Le second, (S.) Lin, qui a succédé aussitôt à Saint Pierre sur le Siège pontifical, est tourné en dérision par les centuriones de Magdebourg (L. 2 ch. 10 col. 627) du fait d’avoir ordonné que les femmes n’entrent point dans l’Eglise sans avoir la tête couverte d’un voile (ne foeminae in Ecclesiam ingrederentur capite linteis non cooperto).

Voici leurs propos : Il institua qu’aucune femme (digne préoccupation épiscopale assurément) n’entre en une église sans avoir la tête couverte d’un voile.

Qu’auraient-ils dit si (S.) Linus avait ajouté qu’il fallait le faire à cause des Anges ? Sans aucun doute ils auraient clamé y voir une superstition.
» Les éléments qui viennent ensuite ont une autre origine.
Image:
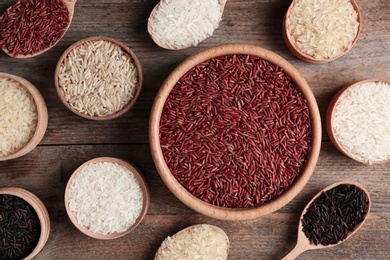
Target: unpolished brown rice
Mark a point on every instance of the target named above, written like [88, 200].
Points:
[98, 78]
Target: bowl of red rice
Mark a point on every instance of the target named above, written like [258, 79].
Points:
[23, 118]
[99, 78]
[235, 132]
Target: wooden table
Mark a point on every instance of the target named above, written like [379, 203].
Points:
[71, 140]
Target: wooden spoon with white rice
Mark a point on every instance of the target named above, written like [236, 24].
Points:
[200, 241]
[177, 24]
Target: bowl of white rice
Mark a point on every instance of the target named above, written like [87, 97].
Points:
[106, 198]
[320, 31]
[23, 117]
[99, 78]
[358, 121]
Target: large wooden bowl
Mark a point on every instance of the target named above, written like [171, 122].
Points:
[233, 213]
[144, 188]
[42, 115]
[40, 210]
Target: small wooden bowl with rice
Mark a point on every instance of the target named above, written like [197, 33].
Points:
[304, 37]
[30, 221]
[358, 121]
[221, 135]
[99, 78]
[106, 198]
[24, 116]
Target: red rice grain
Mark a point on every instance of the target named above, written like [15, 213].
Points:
[235, 131]
[31, 26]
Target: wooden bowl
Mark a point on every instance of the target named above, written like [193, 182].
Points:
[192, 201]
[142, 183]
[40, 210]
[42, 115]
[305, 57]
[330, 123]
[138, 87]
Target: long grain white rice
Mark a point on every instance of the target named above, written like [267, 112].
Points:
[323, 28]
[201, 241]
[98, 78]
[105, 197]
[179, 24]
[361, 121]
[18, 116]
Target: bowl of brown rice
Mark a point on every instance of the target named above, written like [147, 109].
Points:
[235, 132]
[106, 198]
[23, 117]
[358, 121]
[319, 32]
[99, 78]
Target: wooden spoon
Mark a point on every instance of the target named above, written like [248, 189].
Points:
[70, 5]
[306, 57]
[222, 4]
[303, 242]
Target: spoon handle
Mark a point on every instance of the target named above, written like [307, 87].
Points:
[297, 250]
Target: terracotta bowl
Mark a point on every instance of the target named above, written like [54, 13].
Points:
[138, 88]
[330, 123]
[192, 201]
[41, 211]
[305, 57]
[41, 113]
[142, 183]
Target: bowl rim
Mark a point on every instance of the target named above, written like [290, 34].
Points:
[42, 116]
[40, 210]
[306, 57]
[138, 88]
[142, 182]
[178, 190]
[330, 113]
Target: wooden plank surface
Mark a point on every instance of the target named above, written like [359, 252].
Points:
[70, 140]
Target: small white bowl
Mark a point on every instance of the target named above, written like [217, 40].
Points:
[42, 115]
[141, 181]
[330, 121]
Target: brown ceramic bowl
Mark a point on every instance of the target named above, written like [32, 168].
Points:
[41, 113]
[330, 123]
[40, 210]
[223, 212]
[138, 87]
[142, 183]
[305, 57]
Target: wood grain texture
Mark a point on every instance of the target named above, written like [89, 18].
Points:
[70, 140]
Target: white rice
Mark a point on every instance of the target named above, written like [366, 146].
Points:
[18, 117]
[361, 121]
[179, 24]
[323, 28]
[197, 242]
[106, 198]
[98, 78]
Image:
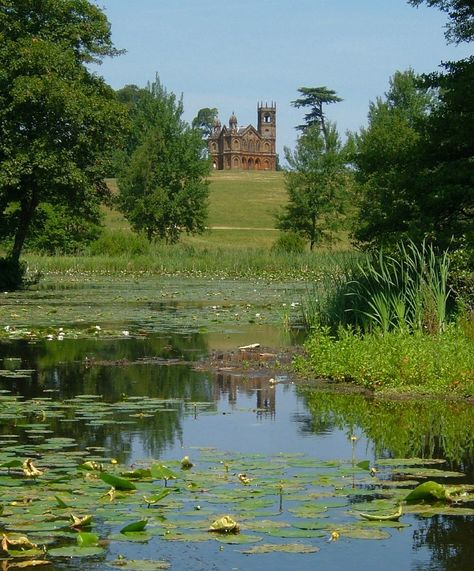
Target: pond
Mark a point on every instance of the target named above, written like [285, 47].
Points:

Mais je crois que les centuriones ont tout simplement oublié que c’est précisément ce qu’a fait l’Apôtre (S.) Paul, sans juger indigne de ses préoccupations de prescrire (I Cor. 2) que les femmes aient la tête voilée à cause des Anges.

Ce que (S.) Ambroise commente en expliquant que cela est surtout à observer dans l’Eglise par révérence envers les Prêtres, que les Ecritures appellent des Anges.